Where a statute or a charter gives the right of appeal to the Circuit Court, the Supreme Court does not by virtue of the provisions of the Constitution thereby become clothed with authority to review the judgment thereof by way of appeal.

In the case of Kadderly v. Portland, 44 Or. 118 (74 Pac. 710, 75 Pac. 222), the court said:

" There is no common-law right of appeal. The right is wholly statutory unless expressly secured by the constitution. The Constitution of Oregon, Article VII, sec. 9, does not guarantee a right of appeal from every finding by an inferior court or tribunal. While this section confers upon the circuit courts appellate jurisdiction, it leaves the regulation of the mode of proceedings on an appeal and the limitation of the cases wherein an appeal may be taken to be provided by statute. Whenever the legislature determines its question, and fixes the rule in any particular case, the question is thereby settled whether- or not the right to prosecute an appeal exists. The supervisory control conferred upon the circuit courts is exercised in this case, as it is in *175the case of all other inferior tribunals and courts, by writs of review, mandamus, injunction, etc., and in fact it is this right of supervisory control which plaintiffs are now invoking in this case.”

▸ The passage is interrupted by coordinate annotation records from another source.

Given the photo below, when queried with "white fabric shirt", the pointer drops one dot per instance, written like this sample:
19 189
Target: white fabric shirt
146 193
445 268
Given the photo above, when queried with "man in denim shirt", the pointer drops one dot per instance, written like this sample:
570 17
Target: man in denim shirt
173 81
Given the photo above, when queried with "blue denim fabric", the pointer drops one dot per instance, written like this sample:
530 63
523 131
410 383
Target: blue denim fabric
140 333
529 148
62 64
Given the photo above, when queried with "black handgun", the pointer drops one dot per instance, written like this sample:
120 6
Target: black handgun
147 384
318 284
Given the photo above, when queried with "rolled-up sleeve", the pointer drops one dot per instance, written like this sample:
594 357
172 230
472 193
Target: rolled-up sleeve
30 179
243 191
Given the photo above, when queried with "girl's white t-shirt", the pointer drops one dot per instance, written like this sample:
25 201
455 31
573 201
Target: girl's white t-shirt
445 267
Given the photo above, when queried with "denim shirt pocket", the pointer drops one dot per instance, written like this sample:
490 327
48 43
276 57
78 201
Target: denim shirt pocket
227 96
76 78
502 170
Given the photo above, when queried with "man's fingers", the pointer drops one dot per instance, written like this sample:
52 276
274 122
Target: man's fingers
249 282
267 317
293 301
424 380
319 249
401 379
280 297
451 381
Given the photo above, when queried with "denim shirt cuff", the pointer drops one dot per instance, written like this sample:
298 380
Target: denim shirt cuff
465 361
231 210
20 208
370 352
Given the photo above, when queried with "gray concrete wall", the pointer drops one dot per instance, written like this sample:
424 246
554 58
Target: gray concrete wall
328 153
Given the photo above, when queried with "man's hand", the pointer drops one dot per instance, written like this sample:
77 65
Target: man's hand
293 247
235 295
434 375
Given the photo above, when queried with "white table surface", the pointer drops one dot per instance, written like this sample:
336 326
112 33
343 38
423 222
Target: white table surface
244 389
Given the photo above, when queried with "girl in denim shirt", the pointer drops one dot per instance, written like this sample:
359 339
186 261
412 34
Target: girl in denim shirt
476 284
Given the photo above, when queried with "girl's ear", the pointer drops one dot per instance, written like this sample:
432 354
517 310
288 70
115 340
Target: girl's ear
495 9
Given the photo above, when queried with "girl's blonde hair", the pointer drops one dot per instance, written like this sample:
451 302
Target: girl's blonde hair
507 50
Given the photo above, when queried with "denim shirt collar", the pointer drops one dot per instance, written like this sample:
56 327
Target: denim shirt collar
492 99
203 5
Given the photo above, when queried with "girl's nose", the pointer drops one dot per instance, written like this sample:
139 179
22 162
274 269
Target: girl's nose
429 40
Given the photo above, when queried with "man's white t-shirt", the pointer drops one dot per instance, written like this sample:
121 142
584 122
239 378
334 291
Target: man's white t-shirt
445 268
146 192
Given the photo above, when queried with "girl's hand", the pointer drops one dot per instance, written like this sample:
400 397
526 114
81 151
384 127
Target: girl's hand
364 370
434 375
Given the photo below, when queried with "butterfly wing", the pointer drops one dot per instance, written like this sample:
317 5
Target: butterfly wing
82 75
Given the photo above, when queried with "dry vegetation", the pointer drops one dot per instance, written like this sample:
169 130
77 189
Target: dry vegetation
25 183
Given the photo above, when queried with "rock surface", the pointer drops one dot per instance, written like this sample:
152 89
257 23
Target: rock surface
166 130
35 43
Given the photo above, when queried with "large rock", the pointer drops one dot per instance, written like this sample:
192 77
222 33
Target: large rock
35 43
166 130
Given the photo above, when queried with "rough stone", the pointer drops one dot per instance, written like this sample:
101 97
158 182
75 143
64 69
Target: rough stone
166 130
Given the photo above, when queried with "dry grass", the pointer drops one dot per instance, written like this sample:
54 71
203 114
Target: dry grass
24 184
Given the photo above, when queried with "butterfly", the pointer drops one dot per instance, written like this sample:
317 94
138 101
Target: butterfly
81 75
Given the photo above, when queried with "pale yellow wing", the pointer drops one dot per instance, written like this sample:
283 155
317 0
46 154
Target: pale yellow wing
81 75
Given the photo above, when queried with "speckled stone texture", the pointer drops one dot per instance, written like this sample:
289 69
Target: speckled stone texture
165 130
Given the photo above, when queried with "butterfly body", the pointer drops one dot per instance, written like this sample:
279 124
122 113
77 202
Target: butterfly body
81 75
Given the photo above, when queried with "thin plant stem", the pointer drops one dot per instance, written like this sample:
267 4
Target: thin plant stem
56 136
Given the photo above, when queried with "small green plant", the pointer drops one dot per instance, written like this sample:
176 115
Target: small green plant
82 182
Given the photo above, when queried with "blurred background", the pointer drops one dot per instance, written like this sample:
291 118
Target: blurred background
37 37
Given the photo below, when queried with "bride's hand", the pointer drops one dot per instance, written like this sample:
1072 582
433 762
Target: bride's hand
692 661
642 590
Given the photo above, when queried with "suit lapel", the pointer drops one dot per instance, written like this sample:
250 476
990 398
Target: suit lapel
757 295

The principle involved in the present casé is thoroughly discussed in the case of Smith Securities Co. v. Multnomah County, 98 Or. 418 (192 Pac. 654, 194 Pac. 428). The same principle was applied in Wong Sing v. Independence, 47 Or. 231 (83 Pac. 387), in discussing the right of appeal from the Municipal Court to the Circuit Court. See also Doane v. Stein, 87 Or. 97 (169 Pac. 781); and State ex ret. v. Yates, 104 Or. 667 (209 Pac. 231).

In Portland v. Nottingham, 58 Or. 1 (112 Pac. 28), and also in the case of Portland v. Gaston, 38 Or. 533 (63 Pac. 105), it was held that where the charter provides for an appeal to the Circuit Court of the State of Oregon for Multnomah County, from the action of the city council in fixing an assessment, and does not provide for an appeal to the Supreme Court, the right does not exist. We quote from the language of the court in the opinion in Portland v. Nottingham, 58 Or., at page 6 (113 Pac. 30):

“That charter does not provide for the appeal of any cause like the one under consideration beyond the Circuit Court of Multnomah County, and hence the appeal should be dismissed.”

It is unnecessary for us to comment upon what the right of the defendant would have been, if the proceeding in the Municipal Court had been reviewed by the Circuit Court upon a writ of review.

No provision has been pointed out and we find none in the charter of the City of Portland, or in the statute, authorizing an appeal from the Circuit Court to this court in the case at bar. Therefore, the appeal is dismissed. Dismissed.